My husband pulled out our old chess set from the depths of the hall closet and dusted it off so we could practice. I had mentioned several times that although I played quite a bit in college, I no longer remembered the names of the pieces much less how they moved. Lucas asked me to play with him, and when your 8-year-old asks you to play chess with him, ya freakin’ play chess with him. I consulted Google for a quick refresher in Chess and soon Lucas and I sat opposite one another with stern, focused looks on our faces.
It turns out playing chess is like riding a bike (or it was after I remembered that it’s called a “knight,” not a “horse.”) After about 45 minutes, I had Lucas’s king trapped. “Check,” I told him. He stewed for about five minutes trying to imagine a way he could escape my rook and bishop. I let him think about it, but when I saw his shoulders slump in defeat, I told him he played an excellent game and I held my hand out for a post-game handshake. He left me hanging.
“Whoa, dude, that’s not polite. You always shake hands after a game, win or lose. How ‘bout a high five instead?”

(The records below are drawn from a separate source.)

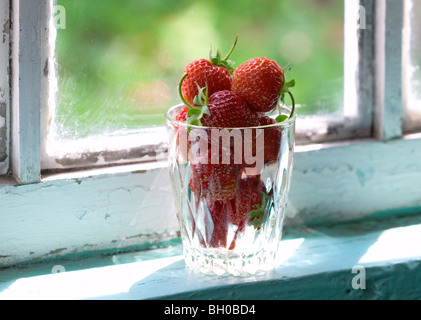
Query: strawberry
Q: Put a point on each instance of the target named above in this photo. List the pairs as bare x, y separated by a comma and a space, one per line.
247, 198
259, 81
227, 110
215, 74
202, 73
219, 226
272, 138
214, 181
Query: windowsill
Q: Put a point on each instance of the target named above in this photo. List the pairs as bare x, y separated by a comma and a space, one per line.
316, 263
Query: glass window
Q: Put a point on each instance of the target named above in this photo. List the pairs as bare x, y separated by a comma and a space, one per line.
118, 63
412, 70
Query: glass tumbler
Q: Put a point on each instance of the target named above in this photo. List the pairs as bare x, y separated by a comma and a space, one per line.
230, 188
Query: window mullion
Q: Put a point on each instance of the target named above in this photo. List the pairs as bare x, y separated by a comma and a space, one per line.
388, 109
4, 86
26, 88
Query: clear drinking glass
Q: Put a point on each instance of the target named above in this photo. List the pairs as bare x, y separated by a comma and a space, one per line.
230, 189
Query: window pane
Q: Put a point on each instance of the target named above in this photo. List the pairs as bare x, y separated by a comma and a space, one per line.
119, 62
412, 60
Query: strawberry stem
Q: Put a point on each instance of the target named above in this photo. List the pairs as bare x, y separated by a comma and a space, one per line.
293, 104
232, 49
181, 94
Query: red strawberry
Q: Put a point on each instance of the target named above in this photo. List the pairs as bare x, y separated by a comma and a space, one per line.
214, 181
215, 74
248, 197
273, 136
218, 229
203, 73
259, 81
227, 110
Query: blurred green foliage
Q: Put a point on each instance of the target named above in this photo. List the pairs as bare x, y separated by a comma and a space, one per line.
119, 62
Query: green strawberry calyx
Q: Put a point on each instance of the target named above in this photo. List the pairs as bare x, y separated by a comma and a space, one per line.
223, 62
257, 215
286, 90
194, 114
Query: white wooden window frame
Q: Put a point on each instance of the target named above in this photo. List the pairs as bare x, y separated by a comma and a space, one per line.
43, 216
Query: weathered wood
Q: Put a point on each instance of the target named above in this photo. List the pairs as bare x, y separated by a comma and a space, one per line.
112, 210
4, 86
26, 88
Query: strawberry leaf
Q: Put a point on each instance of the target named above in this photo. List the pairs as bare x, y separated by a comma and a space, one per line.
290, 84
258, 214
281, 118
194, 111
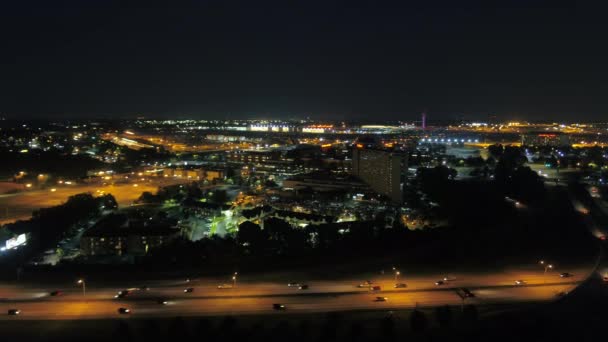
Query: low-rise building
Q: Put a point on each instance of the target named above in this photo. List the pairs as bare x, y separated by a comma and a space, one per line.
117, 235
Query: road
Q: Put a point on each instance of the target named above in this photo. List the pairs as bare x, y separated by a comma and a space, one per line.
257, 297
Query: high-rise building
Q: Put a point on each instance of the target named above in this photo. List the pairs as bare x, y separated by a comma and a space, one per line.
423, 121
381, 170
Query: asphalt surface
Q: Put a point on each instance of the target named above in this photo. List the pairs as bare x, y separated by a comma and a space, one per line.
251, 297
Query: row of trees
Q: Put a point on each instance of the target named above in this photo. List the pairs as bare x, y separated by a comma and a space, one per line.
333, 328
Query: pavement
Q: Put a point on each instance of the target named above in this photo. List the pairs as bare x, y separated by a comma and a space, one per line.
257, 297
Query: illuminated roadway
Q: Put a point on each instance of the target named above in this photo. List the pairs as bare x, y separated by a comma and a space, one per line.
254, 297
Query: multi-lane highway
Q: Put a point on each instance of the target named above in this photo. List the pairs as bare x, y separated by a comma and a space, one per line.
257, 297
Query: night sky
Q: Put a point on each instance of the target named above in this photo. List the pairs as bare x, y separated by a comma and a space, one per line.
287, 59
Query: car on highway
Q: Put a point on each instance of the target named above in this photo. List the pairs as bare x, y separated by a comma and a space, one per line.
123, 294
367, 283
467, 293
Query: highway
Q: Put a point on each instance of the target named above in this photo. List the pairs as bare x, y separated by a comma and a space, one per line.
257, 297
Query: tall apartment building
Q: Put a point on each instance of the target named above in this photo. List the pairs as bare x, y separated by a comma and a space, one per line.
381, 170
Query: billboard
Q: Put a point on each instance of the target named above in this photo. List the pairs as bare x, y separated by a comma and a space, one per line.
16, 241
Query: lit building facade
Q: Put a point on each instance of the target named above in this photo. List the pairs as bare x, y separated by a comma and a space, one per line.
381, 170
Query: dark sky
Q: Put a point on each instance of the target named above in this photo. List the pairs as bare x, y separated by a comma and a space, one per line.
338, 59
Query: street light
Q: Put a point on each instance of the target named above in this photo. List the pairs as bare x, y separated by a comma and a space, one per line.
546, 267
84, 286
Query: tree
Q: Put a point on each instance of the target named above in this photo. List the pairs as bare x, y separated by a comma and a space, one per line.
470, 314
443, 315
496, 150
418, 321
219, 196
387, 327
252, 235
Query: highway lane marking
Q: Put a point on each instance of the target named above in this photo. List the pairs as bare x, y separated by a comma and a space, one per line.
296, 294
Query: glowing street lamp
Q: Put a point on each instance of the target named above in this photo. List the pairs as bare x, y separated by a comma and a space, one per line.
84, 286
546, 267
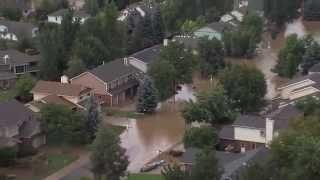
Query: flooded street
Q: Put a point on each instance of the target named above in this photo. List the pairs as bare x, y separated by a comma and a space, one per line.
146, 137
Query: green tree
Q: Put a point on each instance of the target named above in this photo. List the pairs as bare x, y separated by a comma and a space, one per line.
281, 11
182, 60
211, 54
290, 57
163, 73
75, 67
212, 107
206, 167
13, 14
108, 157
52, 57
174, 172
63, 125
311, 55
8, 156
246, 86
200, 137
147, 96
23, 87
93, 118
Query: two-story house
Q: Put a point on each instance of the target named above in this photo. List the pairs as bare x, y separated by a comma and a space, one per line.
113, 83
298, 88
19, 127
14, 63
15, 31
249, 132
57, 17
62, 93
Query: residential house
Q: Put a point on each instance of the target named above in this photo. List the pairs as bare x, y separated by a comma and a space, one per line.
143, 58
14, 63
19, 127
314, 69
15, 31
113, 83
213, 30
249, 132
298, 88
62, 93
231, 163
57, 17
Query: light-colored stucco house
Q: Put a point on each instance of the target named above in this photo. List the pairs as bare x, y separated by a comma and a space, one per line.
212, 30
249, 132
298, 88
57, 17
62, 93
113, 83
19, 127
14, 63
143, 58
15, 31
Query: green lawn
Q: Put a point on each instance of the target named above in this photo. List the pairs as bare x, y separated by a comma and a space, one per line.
145, 177
57, 161
6, 95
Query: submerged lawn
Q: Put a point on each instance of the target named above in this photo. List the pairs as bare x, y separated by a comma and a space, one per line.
145, 177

He wasn’t interested. His bottom lip began to quiver. Soon, my gangly 8-year-old was sitting in my lap and sobbing. I wiped his frustrated tears with my hand and reassured him that he had played a great game, that it was perfectly normal, expected even, for beginners to lose almost every game. I told him it was part of the process. Meanwhile, my husband mouthed from the couch, “You should have let him win!”
Later, as he was getting ready for bed, Lucas continued to talk about our game. His tears had dried but he still hung onto every regretful move from our game. He spoke around his tooth brush, rambled while he peed and mumbled through his pajama shirt as he pulled it over his head. “I shouldn’t have moved my knight out of that spot!” “I should have sacrificed that pawn!” “I can’t believe I let you get my queen!”

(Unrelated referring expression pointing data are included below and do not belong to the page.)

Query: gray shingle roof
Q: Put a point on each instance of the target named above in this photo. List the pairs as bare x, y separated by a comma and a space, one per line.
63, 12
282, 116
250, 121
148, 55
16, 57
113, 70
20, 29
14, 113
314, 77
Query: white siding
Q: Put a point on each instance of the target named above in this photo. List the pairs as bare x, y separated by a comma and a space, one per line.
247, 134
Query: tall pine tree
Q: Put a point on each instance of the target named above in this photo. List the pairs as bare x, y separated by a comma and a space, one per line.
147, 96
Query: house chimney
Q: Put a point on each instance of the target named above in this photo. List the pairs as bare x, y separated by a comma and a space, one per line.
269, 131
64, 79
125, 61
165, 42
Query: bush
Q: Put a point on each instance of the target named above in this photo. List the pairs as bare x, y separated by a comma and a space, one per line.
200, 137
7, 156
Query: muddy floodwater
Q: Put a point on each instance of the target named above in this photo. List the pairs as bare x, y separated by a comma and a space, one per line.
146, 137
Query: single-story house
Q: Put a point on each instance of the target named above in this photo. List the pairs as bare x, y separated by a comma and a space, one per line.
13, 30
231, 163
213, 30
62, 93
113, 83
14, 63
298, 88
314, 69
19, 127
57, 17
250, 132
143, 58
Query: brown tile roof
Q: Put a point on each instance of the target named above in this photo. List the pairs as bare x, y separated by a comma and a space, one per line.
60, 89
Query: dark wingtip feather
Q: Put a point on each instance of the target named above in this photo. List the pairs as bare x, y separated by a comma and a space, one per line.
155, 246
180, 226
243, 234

Finally, as I pulled his covers over him, he got to the point he’d been dancing around for the previous thirty minutes: “Mom, can I ask you a favor?”

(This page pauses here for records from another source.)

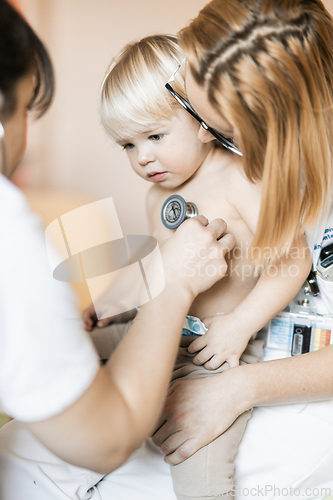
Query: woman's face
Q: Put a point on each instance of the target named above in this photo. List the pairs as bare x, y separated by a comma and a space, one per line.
15, 126
199, 101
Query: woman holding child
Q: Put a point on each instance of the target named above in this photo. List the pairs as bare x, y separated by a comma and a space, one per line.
259, 72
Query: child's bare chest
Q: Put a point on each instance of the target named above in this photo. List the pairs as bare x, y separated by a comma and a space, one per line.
212, 200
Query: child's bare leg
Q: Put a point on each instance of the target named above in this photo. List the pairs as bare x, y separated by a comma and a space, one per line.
208, 474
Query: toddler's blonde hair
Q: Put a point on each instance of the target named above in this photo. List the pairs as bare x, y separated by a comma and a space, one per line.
133, 97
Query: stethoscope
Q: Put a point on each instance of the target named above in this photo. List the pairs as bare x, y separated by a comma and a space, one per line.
175, 210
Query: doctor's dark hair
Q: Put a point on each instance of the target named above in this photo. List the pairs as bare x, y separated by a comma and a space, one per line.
267, 67
21, 52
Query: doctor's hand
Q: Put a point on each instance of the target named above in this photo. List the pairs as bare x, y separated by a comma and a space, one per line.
197, 411
90, 320
194, 256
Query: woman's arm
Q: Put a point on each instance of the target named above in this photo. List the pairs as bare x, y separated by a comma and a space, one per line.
229, 334
121, 407
197, 411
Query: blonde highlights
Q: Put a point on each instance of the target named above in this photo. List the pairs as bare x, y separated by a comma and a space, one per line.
133, 97
267, 67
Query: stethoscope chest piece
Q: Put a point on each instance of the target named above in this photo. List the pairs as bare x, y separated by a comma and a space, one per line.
175, 210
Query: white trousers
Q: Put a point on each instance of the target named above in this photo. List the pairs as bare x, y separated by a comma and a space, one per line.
286, 453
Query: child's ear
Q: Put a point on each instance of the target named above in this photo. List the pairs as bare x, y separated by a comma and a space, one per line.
205, 136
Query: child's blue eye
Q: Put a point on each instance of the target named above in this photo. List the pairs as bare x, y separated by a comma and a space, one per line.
129, 145
156, 137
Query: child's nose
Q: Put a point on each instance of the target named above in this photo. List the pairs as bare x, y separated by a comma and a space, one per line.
145, 156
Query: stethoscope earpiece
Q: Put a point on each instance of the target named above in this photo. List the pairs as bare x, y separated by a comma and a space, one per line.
175, 210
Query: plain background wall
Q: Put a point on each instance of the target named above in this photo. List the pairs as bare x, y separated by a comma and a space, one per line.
68, 149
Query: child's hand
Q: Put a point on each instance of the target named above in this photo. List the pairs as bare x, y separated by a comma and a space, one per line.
226, 340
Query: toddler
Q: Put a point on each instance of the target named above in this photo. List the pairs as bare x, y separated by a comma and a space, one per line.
167, 147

“Could you … maybe take it easy on me next time?”
I suppressed a giggle. “Well. Let’s think about that. If I say I’m going to take it easy on you, and I do, and you know I’m not playing to my full ability, and then you win … how will you feel about that win? Will you believe you earned it? Or will you feel like I just handed it over to you?”
He thought seriously for a moment before admitting, “I guess I would feel like you just handed it over.”
“On the other hand, how do you think you will feel if, every time we play, you know I’m playing to my full ability, and let’s say we play five games before you win … or 20 games … or a full year of games! …” (He looked nervous when I said this) “… but then, one day, you finally beat me. And you know without a doubt in your mind that you just beat your mom fair and square. How do you think you’ll feel then?”
He smiled. “I think I’ll want to scream with happiness!”
I had to laugh. “Okay then. It’s your choice. If you want me to go easy on you, I will. If you want me to play full out, I’ll do that too. But just know I won’t lie to you about it either way. So what’ll it be?”